Vers le suffrage féminin : au cœur des archives de presse

50 ans de suffrage féminin, cela signifie aussi de longues années de lutte pour s’emparer de certaines thématiques, gagner en influence et former l’opinion publique. Comment les femmes s’y sont-elles prises pour diriger les regards vers elles ? Avec cette Recherche du mois, la BN part à la découverte des documents d’époque et s’immerge dans les mentalités de jadis.

Retour sur le 7 février 1971 : 65,7 % des hommes suisses se prononcent en faveur du droit de vote et d’élection des femmes au niveau fédéral, qui est ainsi adopté. Il a fallu combattre pour remporter ce droit qui coule de source aujourd’hui.

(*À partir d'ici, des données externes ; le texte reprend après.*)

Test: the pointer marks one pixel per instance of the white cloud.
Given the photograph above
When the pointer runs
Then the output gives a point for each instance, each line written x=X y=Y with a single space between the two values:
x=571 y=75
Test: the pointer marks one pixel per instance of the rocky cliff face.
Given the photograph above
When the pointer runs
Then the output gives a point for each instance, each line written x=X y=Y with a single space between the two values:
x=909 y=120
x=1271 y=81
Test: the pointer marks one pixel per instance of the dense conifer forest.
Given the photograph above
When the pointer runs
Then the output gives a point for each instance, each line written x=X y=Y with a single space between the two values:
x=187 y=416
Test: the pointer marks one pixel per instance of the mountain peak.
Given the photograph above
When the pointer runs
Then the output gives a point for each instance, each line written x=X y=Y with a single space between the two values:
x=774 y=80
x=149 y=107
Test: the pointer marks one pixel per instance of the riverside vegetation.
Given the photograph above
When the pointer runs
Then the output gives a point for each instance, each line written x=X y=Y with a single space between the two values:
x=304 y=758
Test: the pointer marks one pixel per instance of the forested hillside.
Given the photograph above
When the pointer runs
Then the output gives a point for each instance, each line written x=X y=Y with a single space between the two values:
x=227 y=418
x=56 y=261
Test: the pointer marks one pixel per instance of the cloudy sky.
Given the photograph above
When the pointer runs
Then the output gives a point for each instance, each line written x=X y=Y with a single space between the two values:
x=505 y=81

Gagner l’attention du public : associations, journaux, revues

Comment les femmes s’organisent-elles pour mener le long combat qui précède la victoire de 1971 ? Comment parviennent-elles à se faire entendre ? Les échanges au sein d’associations, d’une part, jouent un rôle important. Les bulletins d’information diffusés par ces dernières servent de canaux pour la transmission des idées et les revendications. La presse, d’autre part, qui touche une population de plus en plus grande, se saisit du sujet, qui fait polémique. Les articles historiques, courriers des lecteurs et autres annonces nous permettent aujourd’hui de sonder l’état d’esprit et les manières de penser de l’époque. Nous vous présentons ci-dessous quelques trouvailles.

Frauenrecht
Fiche catalographique de la BN contenant les métadonnées de la revue « Frauenrecht », publiée par Émilie Kempin-Spyri entre 1892 et 1893.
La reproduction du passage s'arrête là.